Using Qiling Framework to Unpack TA505 packed samples
Introduction
Threat Actors make use of packers when distributing their malware as they remain an effective way to evade detection and to make them more difficult to analyze. Manual analysis can defeat these protections and help to develop tools that allow the unpacking of the malware. To develop these tools, it is necessary to know how the process of unpacking for those malware samples is done in order to replicate their functionality. This can be a costly task, and the modification of the unpacking algorithm by the Threat Actor would entail to study the malware and modify the tools again.
At Blueliv, an Outpost24 company, we track Threat Actors like TA505, who also make use of packers in their malware distribution campaigns. Regarding TA505, there are currently tools like TAFOF-Unpacker able to successfully unpack their samples replicating the unpacking algorithm process.
In this blogpost, we are going to show how to unpack TA505 packed samples using the Qiling Framework emulator version 1.2, which will allow us to do so, without needing to study and replicate all the implementation details of the unpacking algorithm.
TA505 Packer
Our goal is to dump the unpacked payload from TA505 packed samples using emulation. As we said before, this approach allows us to circumvent the study of every implementation detail of the unpacking algorithm. However, we still need to manually analyze the packer to find a way of getting the unpacked content and dump it.
In the case of TA505 packer, we could differentiate 3 stages.
First stage
This stage consists of executing useless instructions and loops in order to obfuscate and/or slow down the analysis. It also makes use of some anti-emulation techniques to avoid being studied by this kind of software.
Use of useless loops to slow down emulation tasks:
Figure 1. Anti-Emulation used in sample e4eb1a831a8cc7402c8e0a898effd3fb966a9ee1a22bce9ddc3e44e574fe8c5e
Dummy functions in different samples:
Figure 2. Dummy function used in sample e4eb1a831a8cc7402c8e0a898effd3fb966a9ee1a22bce9ddc3e44e574fe8c5e
Figure 3. Dummy function used in sample bb5054f0ec4e6980f65fb9329a0b5acec1ed936053c3ef0938b5fa02a9daf7ee
Figure 4. Dummy function used in sample 4b0eafcb1ec03ff3faccd2c0f465f5ac5824145d00e08035f57067a40cd179d2
GetLastError() Anti-Emulation technique
We can see that between different samples, the dummy and useless functions vary. However, the anti-emulation technique remains the same in all of them, being present in the GetLastError() function. From the Official Windows API documentation:
“Retrieves the calling thread’s last-error code value. The last-error code is maintained on a per-thread basis. Multiple threads do not overwrite each other’s last-error code.”

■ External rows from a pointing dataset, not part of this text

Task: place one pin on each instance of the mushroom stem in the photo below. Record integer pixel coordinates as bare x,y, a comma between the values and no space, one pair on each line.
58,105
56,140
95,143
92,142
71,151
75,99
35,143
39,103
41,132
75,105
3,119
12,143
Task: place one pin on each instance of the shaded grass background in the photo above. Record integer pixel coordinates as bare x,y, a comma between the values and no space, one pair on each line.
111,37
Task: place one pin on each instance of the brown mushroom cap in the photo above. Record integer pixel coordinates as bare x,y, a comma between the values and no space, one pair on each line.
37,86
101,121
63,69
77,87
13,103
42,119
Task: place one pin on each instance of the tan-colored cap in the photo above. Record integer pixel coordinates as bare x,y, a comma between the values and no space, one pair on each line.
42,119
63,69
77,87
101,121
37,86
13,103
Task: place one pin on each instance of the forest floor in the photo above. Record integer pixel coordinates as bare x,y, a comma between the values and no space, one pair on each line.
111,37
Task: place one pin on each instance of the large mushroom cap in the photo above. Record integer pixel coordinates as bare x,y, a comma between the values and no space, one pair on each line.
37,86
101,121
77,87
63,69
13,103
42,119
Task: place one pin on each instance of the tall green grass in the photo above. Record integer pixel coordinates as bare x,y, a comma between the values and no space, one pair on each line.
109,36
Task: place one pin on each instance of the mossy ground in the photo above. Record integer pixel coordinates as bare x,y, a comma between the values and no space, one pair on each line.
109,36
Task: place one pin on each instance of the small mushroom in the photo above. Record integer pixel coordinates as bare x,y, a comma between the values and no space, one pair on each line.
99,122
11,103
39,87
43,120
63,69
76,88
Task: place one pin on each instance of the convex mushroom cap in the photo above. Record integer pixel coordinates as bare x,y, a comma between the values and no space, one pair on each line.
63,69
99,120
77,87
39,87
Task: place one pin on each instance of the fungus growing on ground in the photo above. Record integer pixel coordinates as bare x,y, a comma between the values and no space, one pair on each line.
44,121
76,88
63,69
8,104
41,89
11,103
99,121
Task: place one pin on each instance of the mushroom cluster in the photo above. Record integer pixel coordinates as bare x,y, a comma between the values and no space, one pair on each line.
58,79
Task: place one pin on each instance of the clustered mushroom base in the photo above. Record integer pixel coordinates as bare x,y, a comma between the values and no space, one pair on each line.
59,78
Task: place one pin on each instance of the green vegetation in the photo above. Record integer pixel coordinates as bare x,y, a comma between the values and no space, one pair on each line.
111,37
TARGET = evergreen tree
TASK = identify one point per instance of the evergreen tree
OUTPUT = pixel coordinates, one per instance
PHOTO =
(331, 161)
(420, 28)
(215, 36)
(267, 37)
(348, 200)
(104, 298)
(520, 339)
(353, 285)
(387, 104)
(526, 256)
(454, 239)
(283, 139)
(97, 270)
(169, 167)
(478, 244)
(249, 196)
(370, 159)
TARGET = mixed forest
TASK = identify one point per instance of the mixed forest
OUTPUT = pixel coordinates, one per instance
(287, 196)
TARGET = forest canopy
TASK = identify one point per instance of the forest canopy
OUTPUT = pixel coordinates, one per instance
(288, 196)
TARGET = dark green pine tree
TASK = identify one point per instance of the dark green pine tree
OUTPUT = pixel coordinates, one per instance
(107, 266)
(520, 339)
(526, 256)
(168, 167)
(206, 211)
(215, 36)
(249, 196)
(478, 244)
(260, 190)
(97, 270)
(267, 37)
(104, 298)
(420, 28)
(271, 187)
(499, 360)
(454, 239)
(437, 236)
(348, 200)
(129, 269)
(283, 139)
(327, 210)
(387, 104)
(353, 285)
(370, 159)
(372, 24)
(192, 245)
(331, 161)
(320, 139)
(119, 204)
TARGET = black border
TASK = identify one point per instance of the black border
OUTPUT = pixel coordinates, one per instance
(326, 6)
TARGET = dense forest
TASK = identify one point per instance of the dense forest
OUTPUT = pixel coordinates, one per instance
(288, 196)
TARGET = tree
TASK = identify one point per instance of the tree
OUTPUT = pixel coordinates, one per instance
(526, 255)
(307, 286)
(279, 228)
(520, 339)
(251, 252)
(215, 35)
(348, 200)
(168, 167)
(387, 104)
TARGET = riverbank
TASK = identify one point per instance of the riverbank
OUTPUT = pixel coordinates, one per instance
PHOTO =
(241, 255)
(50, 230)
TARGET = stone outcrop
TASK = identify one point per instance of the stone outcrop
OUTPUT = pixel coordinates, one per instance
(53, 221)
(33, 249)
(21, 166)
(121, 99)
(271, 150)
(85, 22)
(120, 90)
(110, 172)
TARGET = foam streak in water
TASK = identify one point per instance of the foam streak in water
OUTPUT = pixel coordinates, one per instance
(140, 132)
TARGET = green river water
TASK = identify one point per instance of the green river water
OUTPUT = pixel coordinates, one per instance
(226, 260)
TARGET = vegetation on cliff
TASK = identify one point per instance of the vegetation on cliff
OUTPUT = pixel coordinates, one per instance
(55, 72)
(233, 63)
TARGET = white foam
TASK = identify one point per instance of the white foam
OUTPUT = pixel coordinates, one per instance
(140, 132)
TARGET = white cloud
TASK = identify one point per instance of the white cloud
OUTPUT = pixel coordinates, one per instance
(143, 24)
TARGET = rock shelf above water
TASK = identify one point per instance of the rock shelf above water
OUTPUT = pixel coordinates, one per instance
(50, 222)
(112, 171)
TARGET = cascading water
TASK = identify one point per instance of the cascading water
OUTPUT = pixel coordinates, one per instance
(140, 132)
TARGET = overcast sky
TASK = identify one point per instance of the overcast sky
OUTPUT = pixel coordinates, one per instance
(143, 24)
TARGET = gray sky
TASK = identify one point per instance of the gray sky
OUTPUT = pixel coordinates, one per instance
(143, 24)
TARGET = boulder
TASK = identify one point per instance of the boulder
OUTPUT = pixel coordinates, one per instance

This technique is used with different expected return values across different malware samples (using different API calls before the GetLastError() occurs), for example:
SetClipboardData:
Figure 5. Anti-Emulation used in sample ad320839e01df160c5feb0e89131521719a65ab11c952f33e03d802ecee3f51f
GetWindowContextHelpId:
Figure 6. Anti-Emulation used in sample e4eb1a831a8cc7402c8e0a898effd3fb966a9ee1a22bce9ddc3e44e574fe8c5e
Figure 7. Anti-Emulation used in sample 4b0eafcb1ec03ff3faccd2c0f465f5ac5824145d00e08035f57067a40cd179d2
Figure 8. Anti-Emulation used in sample bb5054f0ec4e6980f65fb9329a0b5acec1ed936053c3ef0938b5fa02a9daf7ee
For instance, last figure shows the malware calls GetLastError() and the only instruction executed before this one that could have set an error value is the execution of the API call GetWindowsContextHelpId(). From the Official Windows API Documentation:
“Retrieves the Help context identifier, if any, associated with the specified window.”
Given that the window handle used in this function is invalid, the sample expects this last call to set error value to 0x578 (ERROR_INVALID_WINDOW_HANDLE), (which is what would happen in a non-emulated environment), and then continues execution. We will have to code this behavior so that the emulation can detonate the actual sample, because the emulator is not able to predict the value corresponding to GetLastError() by itself, since it does not have the real running context of an operating system.
Second stage
Unpacks an encrypted shellcode in a newly allocated memory in the heap and transfers execution to it. This shellcode contains the actual Stub of the packer. This stage may also contain junk and useless code to difficult the malware analysis.
Figure 9. Unpacking Packer Stub bb5054f0ec4e6980f65fb9329a0b5acec1ed936053c3ef0938b5fa02a9daf7ee
Third stage
This is the TA505 Packer Stub (piece of code containing the decryption routine), that will act as a loader for the final payload, which is written in heap memory and executed. It starts by storing some strings in the stack that will use to find the Windows APIs needed to unpack itself: VirtualAlloc, VirtualProtect, LoadLibraryA, VirtualFree and VirtualQuery.
Figure 10. TA505 packers store strings in the stack to resolve Windows API functions.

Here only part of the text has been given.